Further, according to Examples 7 to 9, according to the present invention, by satisfying the first condition and the second condition, the influenza can be more suitably determined by the combination of the size of the labeled particles and the emission wavelength (color of emission). It has been revealed that the A-type nuclear protein antigen and the influenza B-type nuclear protein antigen can be detected with high sensitivity.
From the above results, the effect of the present invention is clear.

  It can be suitably used for detection of viruses and the like in medical care and research.
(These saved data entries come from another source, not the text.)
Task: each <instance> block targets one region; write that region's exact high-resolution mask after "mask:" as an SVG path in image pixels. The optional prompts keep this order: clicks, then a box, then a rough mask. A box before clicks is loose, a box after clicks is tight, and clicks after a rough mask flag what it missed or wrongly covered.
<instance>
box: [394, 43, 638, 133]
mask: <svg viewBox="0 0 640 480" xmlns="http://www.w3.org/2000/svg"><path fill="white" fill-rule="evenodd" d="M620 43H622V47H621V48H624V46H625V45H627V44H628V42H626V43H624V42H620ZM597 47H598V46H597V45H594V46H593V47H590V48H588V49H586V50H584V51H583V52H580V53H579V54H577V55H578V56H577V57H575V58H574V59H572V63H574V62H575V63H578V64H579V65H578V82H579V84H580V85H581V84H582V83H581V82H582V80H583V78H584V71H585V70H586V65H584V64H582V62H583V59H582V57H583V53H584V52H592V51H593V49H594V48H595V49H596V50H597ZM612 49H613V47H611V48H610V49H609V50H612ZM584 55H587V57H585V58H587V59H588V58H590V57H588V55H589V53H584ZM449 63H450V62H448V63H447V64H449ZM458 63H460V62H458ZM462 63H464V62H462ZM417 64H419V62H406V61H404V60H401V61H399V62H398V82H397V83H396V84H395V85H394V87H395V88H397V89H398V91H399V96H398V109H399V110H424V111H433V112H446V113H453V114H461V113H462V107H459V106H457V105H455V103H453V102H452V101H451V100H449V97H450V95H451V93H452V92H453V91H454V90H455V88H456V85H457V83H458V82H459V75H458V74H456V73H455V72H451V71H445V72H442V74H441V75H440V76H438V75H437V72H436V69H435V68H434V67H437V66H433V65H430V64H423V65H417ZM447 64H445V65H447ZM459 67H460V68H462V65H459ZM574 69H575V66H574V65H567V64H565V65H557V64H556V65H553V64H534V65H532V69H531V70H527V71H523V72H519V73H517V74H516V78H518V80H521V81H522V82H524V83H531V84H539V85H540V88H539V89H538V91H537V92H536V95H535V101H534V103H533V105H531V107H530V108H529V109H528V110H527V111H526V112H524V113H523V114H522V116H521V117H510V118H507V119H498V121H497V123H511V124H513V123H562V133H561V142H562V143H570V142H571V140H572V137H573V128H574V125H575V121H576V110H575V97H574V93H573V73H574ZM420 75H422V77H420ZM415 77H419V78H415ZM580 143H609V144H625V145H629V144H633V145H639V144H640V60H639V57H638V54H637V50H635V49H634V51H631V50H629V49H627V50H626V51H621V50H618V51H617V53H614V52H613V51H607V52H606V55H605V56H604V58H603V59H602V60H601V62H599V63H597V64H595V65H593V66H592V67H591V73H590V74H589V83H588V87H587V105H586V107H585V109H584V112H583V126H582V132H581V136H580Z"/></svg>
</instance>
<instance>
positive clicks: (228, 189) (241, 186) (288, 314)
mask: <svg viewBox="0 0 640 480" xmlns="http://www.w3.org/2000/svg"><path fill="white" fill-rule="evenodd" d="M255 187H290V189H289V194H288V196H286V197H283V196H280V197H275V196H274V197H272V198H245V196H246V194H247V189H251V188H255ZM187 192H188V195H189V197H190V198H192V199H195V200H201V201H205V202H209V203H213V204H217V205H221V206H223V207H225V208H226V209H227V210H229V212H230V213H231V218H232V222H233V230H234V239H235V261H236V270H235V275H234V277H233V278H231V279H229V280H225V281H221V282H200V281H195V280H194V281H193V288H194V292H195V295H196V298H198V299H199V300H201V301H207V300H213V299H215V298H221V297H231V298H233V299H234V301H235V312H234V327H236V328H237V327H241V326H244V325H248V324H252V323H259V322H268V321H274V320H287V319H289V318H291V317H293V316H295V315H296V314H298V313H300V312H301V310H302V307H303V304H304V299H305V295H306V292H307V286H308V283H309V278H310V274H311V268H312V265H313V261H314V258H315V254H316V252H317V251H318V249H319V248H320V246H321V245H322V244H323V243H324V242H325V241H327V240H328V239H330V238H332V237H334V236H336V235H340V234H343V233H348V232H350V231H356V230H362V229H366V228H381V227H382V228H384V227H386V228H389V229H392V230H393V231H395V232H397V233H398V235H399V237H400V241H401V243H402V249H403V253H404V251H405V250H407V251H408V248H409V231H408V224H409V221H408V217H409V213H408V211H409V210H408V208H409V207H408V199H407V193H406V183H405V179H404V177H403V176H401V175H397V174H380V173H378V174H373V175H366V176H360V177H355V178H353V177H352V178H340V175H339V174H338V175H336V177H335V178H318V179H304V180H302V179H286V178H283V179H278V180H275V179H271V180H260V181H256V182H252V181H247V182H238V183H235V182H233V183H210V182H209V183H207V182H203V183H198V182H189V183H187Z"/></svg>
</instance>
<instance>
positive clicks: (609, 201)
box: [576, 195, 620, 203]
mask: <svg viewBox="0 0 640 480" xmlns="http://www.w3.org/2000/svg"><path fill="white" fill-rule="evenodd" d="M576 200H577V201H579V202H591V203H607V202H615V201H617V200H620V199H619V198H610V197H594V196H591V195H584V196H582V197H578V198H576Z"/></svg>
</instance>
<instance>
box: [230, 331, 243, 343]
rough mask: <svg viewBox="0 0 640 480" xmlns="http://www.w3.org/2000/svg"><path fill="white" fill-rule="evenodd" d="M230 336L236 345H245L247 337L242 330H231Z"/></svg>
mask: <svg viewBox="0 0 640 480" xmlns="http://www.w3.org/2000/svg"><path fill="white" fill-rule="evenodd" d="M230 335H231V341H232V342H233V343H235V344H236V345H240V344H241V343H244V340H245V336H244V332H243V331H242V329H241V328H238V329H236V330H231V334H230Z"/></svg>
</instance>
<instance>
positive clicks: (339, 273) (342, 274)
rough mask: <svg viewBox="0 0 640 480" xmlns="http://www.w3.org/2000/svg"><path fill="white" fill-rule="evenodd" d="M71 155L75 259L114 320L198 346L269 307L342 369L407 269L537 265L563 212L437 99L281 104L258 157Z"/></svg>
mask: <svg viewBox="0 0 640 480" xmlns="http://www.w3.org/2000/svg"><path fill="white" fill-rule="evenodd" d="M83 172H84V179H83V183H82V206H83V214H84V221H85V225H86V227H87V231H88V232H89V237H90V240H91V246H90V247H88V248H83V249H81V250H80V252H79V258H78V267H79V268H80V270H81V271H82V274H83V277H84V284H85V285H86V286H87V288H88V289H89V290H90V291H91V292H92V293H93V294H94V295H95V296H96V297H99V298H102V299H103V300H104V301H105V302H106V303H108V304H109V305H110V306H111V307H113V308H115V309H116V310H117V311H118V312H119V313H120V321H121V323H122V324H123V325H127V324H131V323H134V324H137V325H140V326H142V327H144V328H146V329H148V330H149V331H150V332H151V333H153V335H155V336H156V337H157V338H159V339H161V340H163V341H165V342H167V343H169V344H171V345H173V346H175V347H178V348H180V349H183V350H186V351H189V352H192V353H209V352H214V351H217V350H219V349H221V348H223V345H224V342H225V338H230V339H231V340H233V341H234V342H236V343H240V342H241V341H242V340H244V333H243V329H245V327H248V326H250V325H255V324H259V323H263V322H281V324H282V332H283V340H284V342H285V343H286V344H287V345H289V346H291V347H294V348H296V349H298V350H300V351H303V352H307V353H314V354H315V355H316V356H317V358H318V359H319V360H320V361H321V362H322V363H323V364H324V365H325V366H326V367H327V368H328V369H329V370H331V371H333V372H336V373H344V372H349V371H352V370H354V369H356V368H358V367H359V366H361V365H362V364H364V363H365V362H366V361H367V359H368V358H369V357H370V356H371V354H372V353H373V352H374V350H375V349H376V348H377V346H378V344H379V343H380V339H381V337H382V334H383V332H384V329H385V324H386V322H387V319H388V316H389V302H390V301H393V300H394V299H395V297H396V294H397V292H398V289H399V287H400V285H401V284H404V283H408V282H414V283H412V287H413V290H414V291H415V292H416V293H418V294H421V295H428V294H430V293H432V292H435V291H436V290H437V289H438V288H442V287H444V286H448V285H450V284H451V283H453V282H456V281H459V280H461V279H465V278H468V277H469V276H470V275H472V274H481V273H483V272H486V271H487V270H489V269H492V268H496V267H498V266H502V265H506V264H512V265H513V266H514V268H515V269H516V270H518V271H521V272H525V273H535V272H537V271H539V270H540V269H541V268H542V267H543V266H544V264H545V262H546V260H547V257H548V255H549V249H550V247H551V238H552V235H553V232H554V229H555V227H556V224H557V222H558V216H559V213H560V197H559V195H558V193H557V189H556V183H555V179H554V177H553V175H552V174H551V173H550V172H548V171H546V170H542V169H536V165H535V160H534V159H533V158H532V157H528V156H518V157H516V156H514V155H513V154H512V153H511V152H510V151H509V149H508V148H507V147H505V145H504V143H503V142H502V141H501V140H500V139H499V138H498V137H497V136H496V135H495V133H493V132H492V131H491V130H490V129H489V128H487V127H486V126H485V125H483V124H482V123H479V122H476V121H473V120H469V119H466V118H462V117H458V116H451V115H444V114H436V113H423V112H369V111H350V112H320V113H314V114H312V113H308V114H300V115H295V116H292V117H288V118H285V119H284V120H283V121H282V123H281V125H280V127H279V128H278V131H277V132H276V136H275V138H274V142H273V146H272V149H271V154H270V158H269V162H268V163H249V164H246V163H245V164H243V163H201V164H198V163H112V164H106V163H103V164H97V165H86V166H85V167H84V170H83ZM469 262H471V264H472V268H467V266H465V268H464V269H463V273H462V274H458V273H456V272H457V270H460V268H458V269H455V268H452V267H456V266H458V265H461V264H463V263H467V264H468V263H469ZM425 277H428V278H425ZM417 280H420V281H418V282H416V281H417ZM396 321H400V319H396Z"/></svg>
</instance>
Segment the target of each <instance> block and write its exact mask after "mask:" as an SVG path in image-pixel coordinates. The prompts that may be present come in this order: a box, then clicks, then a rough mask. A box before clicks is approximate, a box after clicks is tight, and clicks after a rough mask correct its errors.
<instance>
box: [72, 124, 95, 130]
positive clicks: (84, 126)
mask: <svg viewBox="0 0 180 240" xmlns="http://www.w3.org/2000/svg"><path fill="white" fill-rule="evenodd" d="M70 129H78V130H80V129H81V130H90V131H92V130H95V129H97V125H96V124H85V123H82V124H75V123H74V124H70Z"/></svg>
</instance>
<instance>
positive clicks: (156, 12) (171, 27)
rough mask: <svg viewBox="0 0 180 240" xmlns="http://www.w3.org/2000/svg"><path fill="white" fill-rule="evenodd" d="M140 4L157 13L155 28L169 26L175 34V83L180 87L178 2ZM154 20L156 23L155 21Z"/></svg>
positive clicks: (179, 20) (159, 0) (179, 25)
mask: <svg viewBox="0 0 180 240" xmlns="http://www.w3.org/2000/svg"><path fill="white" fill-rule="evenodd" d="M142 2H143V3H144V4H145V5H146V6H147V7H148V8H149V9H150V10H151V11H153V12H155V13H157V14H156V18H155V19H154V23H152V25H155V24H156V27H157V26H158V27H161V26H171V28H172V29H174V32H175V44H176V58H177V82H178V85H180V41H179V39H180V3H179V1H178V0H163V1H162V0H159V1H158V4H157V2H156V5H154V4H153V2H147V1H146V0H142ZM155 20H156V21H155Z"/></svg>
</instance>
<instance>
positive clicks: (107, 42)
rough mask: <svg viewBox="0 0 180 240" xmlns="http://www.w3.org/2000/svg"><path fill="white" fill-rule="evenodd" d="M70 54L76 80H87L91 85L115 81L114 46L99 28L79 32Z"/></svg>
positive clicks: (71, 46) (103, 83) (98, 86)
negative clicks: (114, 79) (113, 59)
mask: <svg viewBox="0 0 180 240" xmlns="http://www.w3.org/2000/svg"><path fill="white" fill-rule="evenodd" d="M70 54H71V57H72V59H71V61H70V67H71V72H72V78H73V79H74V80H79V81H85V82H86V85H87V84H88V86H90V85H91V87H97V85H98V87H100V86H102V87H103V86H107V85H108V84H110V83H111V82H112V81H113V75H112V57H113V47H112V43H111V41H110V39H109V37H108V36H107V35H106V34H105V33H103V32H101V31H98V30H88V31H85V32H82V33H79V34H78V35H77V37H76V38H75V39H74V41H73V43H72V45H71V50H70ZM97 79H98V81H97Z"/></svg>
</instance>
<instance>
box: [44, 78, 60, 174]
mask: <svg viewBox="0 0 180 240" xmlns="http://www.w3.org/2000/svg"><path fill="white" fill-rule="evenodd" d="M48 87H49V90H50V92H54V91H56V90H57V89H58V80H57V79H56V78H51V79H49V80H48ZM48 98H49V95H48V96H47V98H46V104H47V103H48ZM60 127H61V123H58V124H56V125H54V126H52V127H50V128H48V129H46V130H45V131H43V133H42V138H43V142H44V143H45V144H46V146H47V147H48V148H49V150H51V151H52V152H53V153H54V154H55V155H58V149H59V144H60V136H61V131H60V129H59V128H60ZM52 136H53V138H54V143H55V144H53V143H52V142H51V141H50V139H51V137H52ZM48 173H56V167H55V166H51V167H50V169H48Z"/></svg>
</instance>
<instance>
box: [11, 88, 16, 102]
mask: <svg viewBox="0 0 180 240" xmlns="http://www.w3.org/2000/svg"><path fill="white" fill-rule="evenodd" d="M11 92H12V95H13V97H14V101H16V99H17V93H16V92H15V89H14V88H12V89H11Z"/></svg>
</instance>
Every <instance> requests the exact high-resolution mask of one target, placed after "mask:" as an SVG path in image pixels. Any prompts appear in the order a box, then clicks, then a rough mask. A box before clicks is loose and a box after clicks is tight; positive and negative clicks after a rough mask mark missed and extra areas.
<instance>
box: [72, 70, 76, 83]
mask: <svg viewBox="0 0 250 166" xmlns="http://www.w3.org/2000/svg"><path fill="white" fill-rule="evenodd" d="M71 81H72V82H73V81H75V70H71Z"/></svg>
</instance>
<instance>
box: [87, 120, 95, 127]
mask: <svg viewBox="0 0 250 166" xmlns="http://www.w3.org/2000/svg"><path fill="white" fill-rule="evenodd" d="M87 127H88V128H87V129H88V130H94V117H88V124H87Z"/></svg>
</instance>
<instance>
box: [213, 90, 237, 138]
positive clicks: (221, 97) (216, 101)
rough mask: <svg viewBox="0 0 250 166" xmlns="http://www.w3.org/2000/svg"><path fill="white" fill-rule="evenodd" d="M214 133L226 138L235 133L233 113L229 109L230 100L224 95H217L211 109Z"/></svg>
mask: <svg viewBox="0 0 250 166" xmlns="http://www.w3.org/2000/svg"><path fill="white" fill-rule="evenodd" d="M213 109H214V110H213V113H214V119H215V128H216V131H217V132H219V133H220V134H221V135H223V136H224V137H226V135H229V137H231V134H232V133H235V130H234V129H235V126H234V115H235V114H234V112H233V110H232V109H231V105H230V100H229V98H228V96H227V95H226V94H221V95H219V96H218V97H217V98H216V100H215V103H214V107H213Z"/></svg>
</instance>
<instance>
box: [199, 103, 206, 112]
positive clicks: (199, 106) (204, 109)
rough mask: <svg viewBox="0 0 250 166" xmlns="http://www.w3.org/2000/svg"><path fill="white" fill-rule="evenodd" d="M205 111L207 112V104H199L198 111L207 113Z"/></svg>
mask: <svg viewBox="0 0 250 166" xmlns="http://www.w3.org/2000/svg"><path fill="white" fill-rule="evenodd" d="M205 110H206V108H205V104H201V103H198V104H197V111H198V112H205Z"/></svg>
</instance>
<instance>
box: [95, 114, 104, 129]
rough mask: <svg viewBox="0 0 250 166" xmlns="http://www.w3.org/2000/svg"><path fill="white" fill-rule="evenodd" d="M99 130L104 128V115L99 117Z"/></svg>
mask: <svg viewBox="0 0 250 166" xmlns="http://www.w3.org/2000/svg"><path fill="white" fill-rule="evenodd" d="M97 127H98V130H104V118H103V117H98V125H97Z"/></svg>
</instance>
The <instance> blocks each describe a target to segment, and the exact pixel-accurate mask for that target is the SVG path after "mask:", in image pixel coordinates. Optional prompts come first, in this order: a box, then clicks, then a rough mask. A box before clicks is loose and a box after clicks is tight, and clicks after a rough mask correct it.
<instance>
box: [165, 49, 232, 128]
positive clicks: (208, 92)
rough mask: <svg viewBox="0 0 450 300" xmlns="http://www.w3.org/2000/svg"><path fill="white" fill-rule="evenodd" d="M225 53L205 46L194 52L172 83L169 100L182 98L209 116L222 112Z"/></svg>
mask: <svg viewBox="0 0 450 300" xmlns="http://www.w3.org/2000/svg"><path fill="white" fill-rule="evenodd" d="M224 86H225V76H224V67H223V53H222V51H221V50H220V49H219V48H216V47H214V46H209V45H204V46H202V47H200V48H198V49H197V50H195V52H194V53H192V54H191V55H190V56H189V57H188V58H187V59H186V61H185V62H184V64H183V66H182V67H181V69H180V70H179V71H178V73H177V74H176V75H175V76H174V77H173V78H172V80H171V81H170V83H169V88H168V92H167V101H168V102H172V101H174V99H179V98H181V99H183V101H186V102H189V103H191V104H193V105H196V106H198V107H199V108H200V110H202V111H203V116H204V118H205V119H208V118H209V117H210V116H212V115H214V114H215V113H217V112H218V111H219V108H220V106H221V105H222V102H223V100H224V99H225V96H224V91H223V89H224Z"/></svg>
DESCRIPTION OF SYMBOLS 10 Detection liquid 12a 1st target substance 12b 2nd target substance 14 Magnetic particle 16a, 46a 1st label particle 16b, 46b 2nd label particle 20a, 20b, 50a, 50b Combined body 24 Cell 28 Magnet 30 Light source 32 38, condensing optical system 34 excitation light irradiation means 36 imaging device 40 imaging means

Claims (8)

A detection method for detecting the target substance by binding the magnetic particles and the label particles to the target substance, and moving the conjugate of the target substance, the magnetic particles and the label particles by magnetic force,
Using a plurality of types of the labeled particles that bind to the target substance different from each other,
The plurality of types of labeled particles have a first condition in which particle sizes are different from each other and a signal light is generated by light irradiation, and the signal light satisfies at least one of the second conditions different from each other. A method for detecting a target substance, the method comprising:   2. When the plurality of types of labeling particles satisfy the first condition, the size of the large labeling particle is twice or more the size of the small labeling particle among the labeling particles having the closest size. 2. The method for detecting a target substance according to 1.   When the plurality of types of labeling particles satisfy the second condition, the labeling particles are particles that emit light when irradiated with light, and the labeling particles having the closest emission wavelength have a difference in emission wavelength of 15 nm or more. 3. The method for detecting a target substance according to claim 1 or 2.   The method for detecting a target substance according to any one of claims 1 to 3, wherein the plurality of types of labeled particles satisfy both the first condition and the second condition.   The method for detecting a target substance according to any one of claims 1 to 4, wherein the detection of the target substance is performed by irradiating the labeling particles with light that generates signal light.   The object according to any one of claims 1 to 4, wherein the detection of the target substance is performed by using an observation light for observing a detection position of the target substance by enlarging a detection visual field of the target substance. How to detect substances.   The method for detecting a target substance according to any one of claims 1 to 6, wherein the detection of the target substance is performed while moving the combination by the magnetic force.   The method for detecting a target substance according to any one of claims 1 to 6, wherein the detection of the target substance is performed after the combined body is moved by the magnetic force.